Comex Gold Signal
INTERNATIONAL COMEX NEWS
- Crude prices were lower on Wednesday, hitting the lowest levels of the session after data showed a sizable increase in U.S. oil and gasoline stockpiles last week. U.S. West Texas Intermediate (WTI) crude futures lost 48 cents, or 0.8%, to $62.55 a barrel by 10:35AM ET (1535GMT). Prices were at around $63.10 prior to the release of the inventory data. Meanwhile, London-traded Brent crude futures, the benchmark for oil prices outside the U.S., shed 55 cents, or roughly 0.8%, to $65.95 a barrel.
- Gold prices held steady near a two-and-a-half week low on Wednesday, as the U.S. dollar remained broadly supported by expectations for several rate hikes by the Federal Reserve this year despite the release of downbeat U.S. economic growth data. Comex gold futures were little changed at $1,319.1 a troy ounce by 08:35 a.m. ET (12:35 GMT), just off Tuesday’s two-and-a-half week lows of $1,314.40.
- Natural gas futures inched higher on Wednesday, as investors looked ahead to weekly data from the U.S. on supplies in storage to gauge demand for the fuel. Front-month U.S. natural gas futures tacked on 1.1 cents, or around 0.4%, to $2.694 per million British thermal units (btu) by 9:40AM ET (1440GMT).
- The European Union and Japan are rushing to ensure that their planned free trade agreement can enter force early in 2019, ideally before Britain leaves the EU, the lead negotiators of both sides said on Wednesday.

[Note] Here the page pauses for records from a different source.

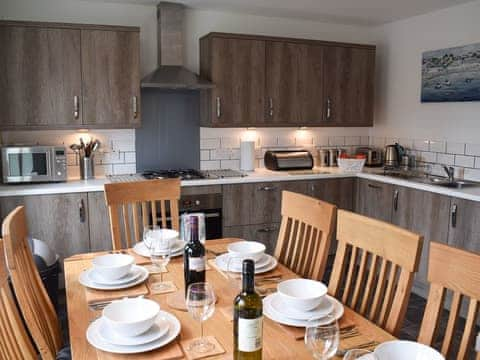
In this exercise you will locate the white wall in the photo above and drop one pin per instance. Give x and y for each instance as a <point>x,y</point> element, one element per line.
<point>91,13</point>
<point>399,112</point>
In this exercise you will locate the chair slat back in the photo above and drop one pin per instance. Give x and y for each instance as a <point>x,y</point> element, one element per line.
<point>35,305</point>
<point>133,205</point>
<point>458,271</point>
<point>374,268</point>
<point>15,342</point>
<point>305,234</point>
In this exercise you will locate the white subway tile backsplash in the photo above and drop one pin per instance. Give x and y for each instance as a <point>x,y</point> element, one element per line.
<point>212,143</point>
<point>455,148</point>
<point>446,159</point>
<point>472,149</point>
<point>437,146</point>
<point>465,161</point>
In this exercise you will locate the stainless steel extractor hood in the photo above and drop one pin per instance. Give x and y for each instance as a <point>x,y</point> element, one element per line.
<point>171,74</point>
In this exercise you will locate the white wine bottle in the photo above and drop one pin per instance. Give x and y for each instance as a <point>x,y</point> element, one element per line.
<point>248,318</point>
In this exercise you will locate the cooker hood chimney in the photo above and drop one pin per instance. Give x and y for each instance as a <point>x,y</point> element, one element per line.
<point>171,74</point>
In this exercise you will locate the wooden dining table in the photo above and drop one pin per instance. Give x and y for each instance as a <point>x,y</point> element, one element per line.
<point>279,341</point>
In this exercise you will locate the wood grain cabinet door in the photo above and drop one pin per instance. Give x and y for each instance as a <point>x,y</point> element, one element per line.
<point>111,78</point>
<point>424,213</point>
<point>40,78</point>
<point>238,72</point>
<point>294,84</point>
<point>349,86</point>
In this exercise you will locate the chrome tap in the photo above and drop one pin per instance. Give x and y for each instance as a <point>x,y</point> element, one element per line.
<point>450,170</point>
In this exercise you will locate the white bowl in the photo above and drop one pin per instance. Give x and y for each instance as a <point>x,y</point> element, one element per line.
<point>401,350</point>
<point>131,317</point>
<point>247,250</point>
<point>113,266</point>
<point>302,294</point>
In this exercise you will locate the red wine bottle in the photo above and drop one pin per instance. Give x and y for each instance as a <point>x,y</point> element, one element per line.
<point>194,256</point>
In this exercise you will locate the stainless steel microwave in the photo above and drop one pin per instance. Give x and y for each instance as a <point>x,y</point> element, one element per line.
<point>27,164</point>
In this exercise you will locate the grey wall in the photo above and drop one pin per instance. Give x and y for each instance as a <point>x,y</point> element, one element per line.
<point>170,134</point>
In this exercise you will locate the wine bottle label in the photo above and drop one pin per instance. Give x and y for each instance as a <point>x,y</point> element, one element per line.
<point>196,264</point>
<point>250,334</point>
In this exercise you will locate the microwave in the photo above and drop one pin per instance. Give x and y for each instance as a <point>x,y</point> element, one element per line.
<point>30,164</point>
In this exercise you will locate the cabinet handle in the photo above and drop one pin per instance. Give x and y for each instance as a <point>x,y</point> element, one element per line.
<point>267,188</point>
<point>329,109</point>
<point>135,106</point>
<point>454,215</point>
<point>76,107</point>
<point>266,230</point>
<point>81,211</point>
<point>395,200</point>
<point>219,107</point>
<point>270,107</point>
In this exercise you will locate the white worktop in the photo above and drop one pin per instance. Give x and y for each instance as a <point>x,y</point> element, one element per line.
<point>259,175</point>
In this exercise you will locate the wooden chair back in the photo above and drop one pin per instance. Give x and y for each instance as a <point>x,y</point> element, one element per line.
<point>305,234</point>
<point>374,268</point>
<point>16,343</point>
<point>136,202</point>
<point>458,271</point>
<point>33,301</point>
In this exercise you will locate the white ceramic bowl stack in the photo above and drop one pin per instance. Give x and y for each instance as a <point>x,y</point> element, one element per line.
<point>113,272</point>
<point>243,250</point>
<point>299,300</point>
<point>133,325</point>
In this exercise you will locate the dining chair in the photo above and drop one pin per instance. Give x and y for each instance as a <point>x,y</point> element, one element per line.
<point>136,202</point>
<point>33,301</point>
<point>456,271</point>
<point>305,234</point>
<point>374,268</point>
<point>16,343</point>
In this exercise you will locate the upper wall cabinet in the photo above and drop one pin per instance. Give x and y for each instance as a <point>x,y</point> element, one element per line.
<point>265,81</point>
<point>68,76</point>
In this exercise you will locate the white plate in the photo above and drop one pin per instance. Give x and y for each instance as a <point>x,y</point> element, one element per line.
<point>85,280</point>
<point>131,276</point>
<point>222,262</point>
<point>142,250</point>
<point>325,308</point>
<point>158,329</point>
<point>272,314</point>
<point>96,340</point>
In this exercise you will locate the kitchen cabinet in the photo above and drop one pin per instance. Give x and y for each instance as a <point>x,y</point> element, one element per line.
<point>111,78</point>
<point>424,213</point>
<point>61,220</point>
<point>68,76</point>
<point>237,68</point>
<point>294,83</point>
<point>464,224</point>
<point>270,81</point>
<point>349,79</point>
<point>40,77</point>
<point>374,199</point>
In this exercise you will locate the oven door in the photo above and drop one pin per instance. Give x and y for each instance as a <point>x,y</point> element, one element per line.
<point>27,164</point>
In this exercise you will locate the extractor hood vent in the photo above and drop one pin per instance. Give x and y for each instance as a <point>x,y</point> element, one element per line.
<point>171,74</point>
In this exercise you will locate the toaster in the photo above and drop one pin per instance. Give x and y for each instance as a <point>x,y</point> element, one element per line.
<point>374,157</point>
<point>288,160</point>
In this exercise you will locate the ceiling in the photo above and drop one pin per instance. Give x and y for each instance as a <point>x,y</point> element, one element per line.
<point>355,12</point>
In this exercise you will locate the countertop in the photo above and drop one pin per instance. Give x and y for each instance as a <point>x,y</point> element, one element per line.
<point>259,175</point>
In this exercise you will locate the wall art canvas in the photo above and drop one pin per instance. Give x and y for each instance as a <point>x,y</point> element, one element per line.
<point>451,74</point>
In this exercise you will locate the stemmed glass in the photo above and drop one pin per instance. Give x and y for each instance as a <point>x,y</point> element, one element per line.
<point>322,338</point>
<point>200,303</point>
<point>160,249</point>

Japan’s ambassador for international economic affairs, Yoichi Suzuki, said the deal agreed by negotiators last year would likely be presented to the Japanese parliament later in 2018, allowing ratification by the end of the year.
- The European Union published its draft Brexit withdrawal treaty on Wednesday, where it called for a ‘common regulatory area’ on the island of Ireland. The 119 page bill states: ‘the common regulatory area shall comprise an area without internal borders in which the free movement of goods is ensured and North-South cooperation protected’. Michel Barnier, the European Commission’s chief Brexit negotiator responsible for preparing the bill, declared that nothing in the bill would come as a surprise to the UK government, as it was based on the Phase One discussions that were concluded in December.
- France’s government on Wednesday promised investment of 10 million euros a day over a decade to prepare the SNCF national railway for Europe-wide liberalization in an effort to persuade labor unions to discuss a planned shake-up of the network. In one of his most daring reform plans so far, President Emmanuel Macron wants to scrap the job-for-life guarantees and other sizeable perks for all new hires at the SNCF, a bastion of organized labor since nationalization in the 1930s.